# The area of a rectangle is 100 square inches. The perimeter of the rectangle is 40 inches.? A second rectangle has the same area but a different perimeter. Is the second rectangle a square?

Sep 6, 2016

No. The second rectangle is not a square.

#### Explanation:

The reason why the second rectangle isn't a square is because the first rectangle is the square. For instance, if the first rectangle (a.k.a. the square) has a perimeter of $100$ square inches and a perimeter of $40$ inches then one side must have a value of $10$.

With this being said, let's justify the statement above. If the first rectangle is indeed a square* then all of it's sides must be equal.
Moreover, this would actually make sense for the reason that if one of its sides is $10$ then all of its other sides must be $10$ as well. Thus, this would give this square a perimeter of $40$ inches.

Also, this would mean that the area must be $100$ ($10 \cdot 10$).

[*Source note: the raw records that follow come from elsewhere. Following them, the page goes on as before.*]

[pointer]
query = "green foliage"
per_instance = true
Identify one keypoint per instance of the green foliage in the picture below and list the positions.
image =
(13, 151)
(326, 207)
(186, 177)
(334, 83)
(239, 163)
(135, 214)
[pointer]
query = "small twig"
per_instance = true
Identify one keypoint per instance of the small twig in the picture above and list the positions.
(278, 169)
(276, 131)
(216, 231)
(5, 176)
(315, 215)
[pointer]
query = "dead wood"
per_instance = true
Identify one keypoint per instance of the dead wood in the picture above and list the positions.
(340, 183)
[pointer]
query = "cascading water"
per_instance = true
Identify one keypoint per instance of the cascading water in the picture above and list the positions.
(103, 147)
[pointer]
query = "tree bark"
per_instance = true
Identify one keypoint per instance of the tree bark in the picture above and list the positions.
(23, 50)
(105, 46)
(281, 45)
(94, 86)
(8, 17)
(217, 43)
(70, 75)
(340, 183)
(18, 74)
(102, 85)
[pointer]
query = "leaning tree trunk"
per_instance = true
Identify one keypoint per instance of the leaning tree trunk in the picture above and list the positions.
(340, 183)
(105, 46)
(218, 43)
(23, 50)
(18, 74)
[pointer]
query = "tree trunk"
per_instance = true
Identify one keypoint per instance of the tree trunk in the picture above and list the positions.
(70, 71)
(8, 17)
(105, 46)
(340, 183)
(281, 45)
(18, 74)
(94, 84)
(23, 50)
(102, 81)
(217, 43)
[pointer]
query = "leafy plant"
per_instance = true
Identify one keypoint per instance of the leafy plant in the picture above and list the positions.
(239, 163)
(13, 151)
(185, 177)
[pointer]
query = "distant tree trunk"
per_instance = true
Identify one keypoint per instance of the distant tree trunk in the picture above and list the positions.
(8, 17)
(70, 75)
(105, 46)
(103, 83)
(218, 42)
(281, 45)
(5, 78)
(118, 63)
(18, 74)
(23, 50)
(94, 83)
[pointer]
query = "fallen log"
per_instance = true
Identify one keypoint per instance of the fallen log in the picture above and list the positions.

In continuation, if the second square has the same area, but a different perimeter then it can't be a square because its features wouldn't match the ones of a square.

To clarify, what this means is that there wouldn't possible be a way of getting a square with an area of $100$ and still have a different perimeter form the first square (it would be like trying to get another combination of four numbers that have the same value, but that when you multiply two of them together they give you $100$).

In conclusion, that is why the second rectangle isn't (and can't be) a square.

*A square can be a rectangle, but a rectangle can't be a square so, the first rectangle was originally a square.